Yesterday, after making a ton of edits to my Family Tree Maker file, I thought I'd better check it for errors. I exported my GEDCOM file and tested it with Family Tree Analyzer. It's a free program with a ton of powerful tools.
What a lifesaver that program is. It found some mysterious duplicate fact entries I didn't know were there. It found a woman, all by herself, connected to no one. She was a forgotten remnant of a marriage I'd decided to delete from my family tree.
But the most interesting thing Family Tree Analyzer found may be a deep, dark family secret.
|This baby was born just a little too long after his father died.|
Pasquale Cormano was born on 21 November 1811, a full 10 months after his father died. The death record of his father, also named Pasquale, shows he died on 27 January 1811. Another copy of the record, written for his grandson's marriage in 1841, confirms that death date.
That supposed 10-month pregnancy made me look more closely at all the documents. It was baby Pasquale's uncle, Leonardo Cormano, who presented the baby to the mayor when he was born. That's normal when the father of the baby is dead or unable to bring the baby himself.
It was traditional to name a baby after their father if he died before the baby was born. If the dead man's child was a girl, she got a feminized version of her dead father's name. Like Pasquala, Giuseppa, or Giovanna. When Pasquale Cormano's widow, Maria Saveria Paradiso, gave birth that 21st day of November, she named the baby Pasquale after her late husband.
But…are we to believe that Maria Saveria and her husband had relations as late as the day of his death? And that the baby was in utero for a whole extra month?
|Was something scandalous happening when this man was about to die?|
I checked out the baby's "Uncle Leo" Cormano. He was a few years older than his brother Pasquale. And when he died, 13 years after baby Pasquale was born, he had never married. He was a 54-year-old contadino—a man who worked the land.

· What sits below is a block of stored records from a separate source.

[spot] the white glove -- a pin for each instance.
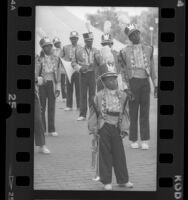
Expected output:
(40, 80)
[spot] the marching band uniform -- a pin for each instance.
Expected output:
(107, 40)
(57, 52)
(68, 54)
(138, 64)
(38, 124)
(111, 122)
(49, 71)
(86, 58)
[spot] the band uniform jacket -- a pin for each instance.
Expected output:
(119, 70)
(127, 58)
(57, 52)
(68, 52)
(49, 68)
(87, 58)
(95, 123)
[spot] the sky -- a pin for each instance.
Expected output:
(82, 11)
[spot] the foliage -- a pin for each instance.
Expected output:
(144, 21)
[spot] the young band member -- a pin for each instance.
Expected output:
(111, 125)
(48, 70)
(86, 59)
(107, 41)
(68, 54)
(138, 63)
(38, 125)
(57, 52)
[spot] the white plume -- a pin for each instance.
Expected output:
(88, 27)
(41, 32)
(123, 20)
(107, 27)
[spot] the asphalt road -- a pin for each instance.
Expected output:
(68, 167)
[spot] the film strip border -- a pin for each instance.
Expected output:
(20, 97)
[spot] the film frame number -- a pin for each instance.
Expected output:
(12, 100)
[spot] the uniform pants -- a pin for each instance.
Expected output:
(46, 93)
(139, 107)
(87, 84)
(74, 81)
(38, 125)
(99, 85)
(63, 86)
(112, 154)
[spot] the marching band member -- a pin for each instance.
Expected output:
(57, 52)
(48, 70)
(38, 125)
(68, 54)
(86, 59)
(138, 63)
(110, 126)
(107, 42)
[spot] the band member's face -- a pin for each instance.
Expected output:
(89, 43)
(110, 82)
(47, 49)
(74, 40)
(135, 37)
(57, 45)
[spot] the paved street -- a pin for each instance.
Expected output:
(68, 167)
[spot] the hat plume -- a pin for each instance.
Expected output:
(107, 27)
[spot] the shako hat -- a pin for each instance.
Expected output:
(89, 35)
(74, 34)
(107, 37)
(45, 41)
(56, 40)
(129, 29)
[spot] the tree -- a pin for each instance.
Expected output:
(144, 21)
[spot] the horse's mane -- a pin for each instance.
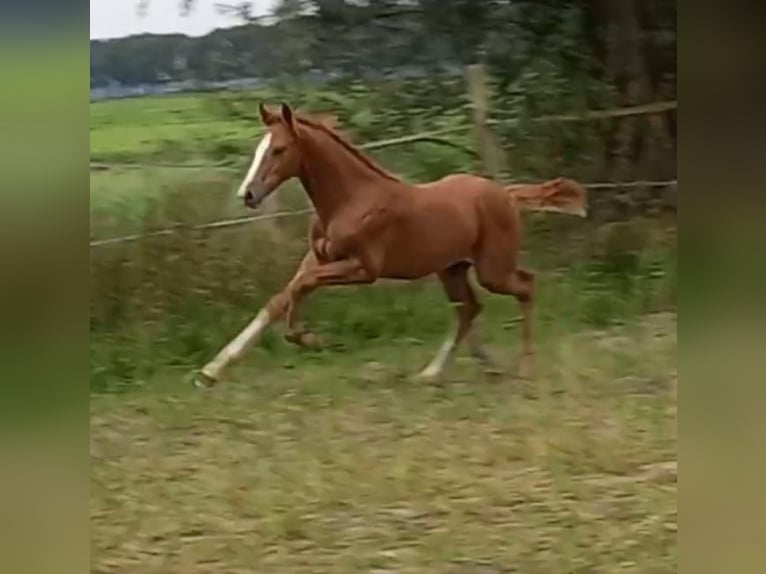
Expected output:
(342, 140)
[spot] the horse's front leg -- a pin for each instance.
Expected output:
(273, 311)
(342, 272)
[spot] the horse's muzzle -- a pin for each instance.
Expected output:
(253, 198)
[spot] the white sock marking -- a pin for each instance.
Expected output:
(248, 334)
(260, 152)
(437, 363)
(237, 346)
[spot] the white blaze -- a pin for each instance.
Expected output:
(260, 152)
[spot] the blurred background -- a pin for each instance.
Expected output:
(329, 460)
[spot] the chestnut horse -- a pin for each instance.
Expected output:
(370, 224)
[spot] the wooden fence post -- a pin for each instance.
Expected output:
(489, 150)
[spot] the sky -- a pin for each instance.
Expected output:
(118, 18)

The mother of this miracle baby, Maria Saveria, was a young mother of two when her husband died. When she finally gave birth to little Pasquale, she was 25 years old with 2 toddlers and an infant.
Isn't it easily possible that the ill-fated Pasquale was not the father of the baby? Isn't it intriguing to think that "Uncle Leo" may have been more involved than it seems?
So, what happened after baby Pasquale was born to a dead father? In 1814, widow Maria Saveria had 3 children, ages 7, 6, and almost 3 years old. That's when she married a widower named Giovanni Palmieri. The year before, Giovanni's 9-year-old daughter died, leaving him with 5 young children.
It's hard to imagine that their marriage, creating a household of 8 children, was a better option. But they each needed a partner to help raise the children and keep a house.
Ten years after Maria Saveria and Giovanni married, "Uncle Leo" died alone. Maria Saveria lost her 2nd husband in 1831 when she was 45. By then, another of Giovanni's children had died, the older children were married, and only her 3 Cormano children were still with her.
You know what that means, don't you? I have to search for Maria Saveria's third marriage!
What will a routine check of your family tree file reveal?